Pertanian pada masa itu dikelompokan menjadi dua sistim yaitu pertanian irigasi
dan pertanian non-irigasi. Sistim irigasi berundak – undak atau dikenal juga
dengan sistim terasering sudah dikenal masyarakat. Sistim pengairan sudah maju
dengan bukti pembuatan bendungan di Trowulan yang dikenal masyarakat luas
dengan sebutan waduk Segaran. Hasil bumi seperti padi dan palawija juga hasil
hutan seperti kayu sudah diperdagangkan dengan pedagan dari luar negeri. Uang
kepeng sudah dipergunakan pada sistem tukar menukar barang atau jual beli. Dengan banyak ditemukannya uang kepeng di
situs Trowulan, membuktikan bahwa hubungan perdagangan Majapahit dengan Cina
pada waktu itu berjalan sangat baik.
Kemajuan
dibidang seni bangunan dan tata kota dapat kita lihat ketika kita datang ke
situs Trowulan. Menurut kitab Nagarakrtagama yang dikarang Prapanca pada tahun
1365 Masehi dapat diketahui bahwa istana raja sangat teratur. Istana raja
dikelilingi oleh tembok bata yang tebal dan tinggi. Diluar benteng, terdapat
parit yang dalam, disebelah barat terdapat jalan raya. Gapura pintu masuk ada
dua yaitu disebelah barat dan sebelah utara.

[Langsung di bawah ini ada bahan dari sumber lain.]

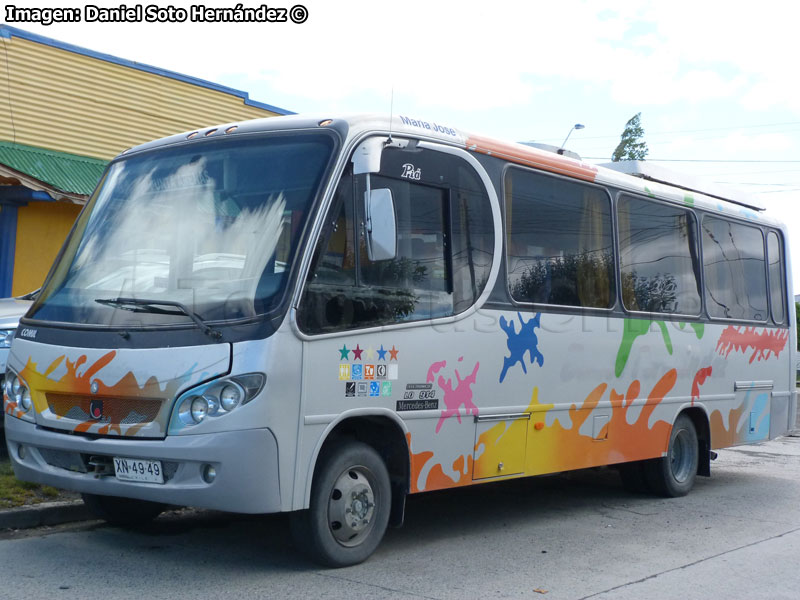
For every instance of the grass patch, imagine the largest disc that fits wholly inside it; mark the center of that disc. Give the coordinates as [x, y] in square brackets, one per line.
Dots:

Diutara gapura terdapat pasar, alun – alun, serta bangunan – bangunan
tempat pertemuan. Gapura pada masa Majapahit masih dapat kita temui di daerah
Trowulan seperti gapura Wringin Lawang dan gapura Bajang Ratu. Dalam seni
kesusastraan dan seni tari dapat Majapahit menghasilkan kitab – kitab yang
bernilai tinggi dari keindahan dan juga historis seperti kitab Nagara Krtagama
yang pada dasarnya bernama “Desawarnana”
yang artinya lukisan tentang desa – desa. Dalam bidang seni tari dan drama pada
jaman Majapahit sudah sangat maju. Kata
– kata mangingel, tandak, mangin – mangin, dan abanyol,
sering dijumpai dalam kitab – kitab maupun prasasti yang berarti menari,
bermain tandak, menayanyi, bernaun drama atau lawak. Dalam kitab Pararaton
Hayam Wuruk disebut sebagai ahli dalam bidang seni tersebut. Dikitab tersebut
juga disebutkan bahwa ketika Hayam Wuruk menjadi dalang nama panggilannya
bernama Tritaraju. Ketika bermain sebagai peran wanita ia bernama Pager Antimun dan bila sedang bermain sebagai
pelawak pria ia bernama Gagak Ketawang.
Pendidikan pada
waktu itu tidaklah berbeda dengan pendidikan pada masa kini. Para guru bukan
bertujuan untuk menciptakan seseorang yang ahli dalam suatu bidang ilmu pengetahuan
saja namun lebih dilandaskan pada masalah – masalah moral yang merupakan cermin
kepribadian bangsa yang mandiri. Candi pada waktu itu bukan hanya merupakan
tempat ibadah, tetapi juga sarana untuk belajar. Dengan media seperti gambar –
gambar yang ada pada dinding candi (relief), masyarakat pada waktu itu belajar
dari gambar – gambar tersebut yang kebanyakan dari gambar – gambar tersebut
berisikan ajaran moral.
Sumber
Buku:
Gamal Kamandoko. 2009. The True History Of Majapahit (1).
Jogjakarta: Diva Press.
Slamet Muljana. 1965. Menuju Puncak Kemegahan (Sedjarah Keradjaan
Madjapahit). Jakarta: Balai Pustaka.